Seventy Years After Hiroshima and Nagasaki

Toward a World Free of Nuclear Weapons

The Peace Memorial Park in Hiroshima, Japan, August 2005. (Yuriko Nakao / Courtey Reuters)

Next year marks the 70th anniversary of the atomic bombings of Hiroshima and Nagasaki, which will coincide with the upcoming Nuclear Nonproliferation Treaty (NPT) review conference. This important occasion will offer a unique opportunity to advance the vision of a world free of nuclear weapons.

After the Cold War, a nuclear-free world appeared to be within reach. However, the lack of a collective sense of ownership allowed the issue to fade from the public consciousness. Despite the establishment of a peaceful post–Cold War order, proliferation continued. Nuclear risks became more diverse. Now the world faces three key challenges. 

First, under article VI of the NPT, the fundamental international framework for nuclear issues, parties pledge to “pursue negotiations in good faith” for nuclear disarmament. Yet the world has experienced a massive buildup of nuclear capabilities in a non-transparent manner. Today, there are over 16,000 nuclear weapons in existence -- more than enough to destroy mankind. Many of these weapons systems are said to remain on high alert, and the risk of accidental or unauthorized use continues to represent a tremendous concern. 

Second, the world faces a myriad of regional proliferation challenges. In 2003, North Korea unilaterally declared its withdrawal from the NPT. Pyongyang conducted nuclear tests in 2006, 2009, and 2013, and it still continues to develop its nuclear and missile programs. Iran’s nuclear program also remains a matter of concern for the international community, although there has been some progress since last year toward a resolution. 

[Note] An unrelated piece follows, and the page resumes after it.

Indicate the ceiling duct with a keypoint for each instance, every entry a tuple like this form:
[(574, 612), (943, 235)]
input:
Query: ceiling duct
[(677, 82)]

Third, terrorist groups and other nonstate actors are increasingly engaging in illegal proliferation activities through ever more sophisticated means. According to the International Atomic Energy Agency (IAEA), more than 100 cases of illicit trafficking and other unauthorized activities and events involving nuclear and radioactive materials are recorded annually, with 146 such cases in 2013. Nuclear terrorism is a risk that the world must tackle with the utmost resolve.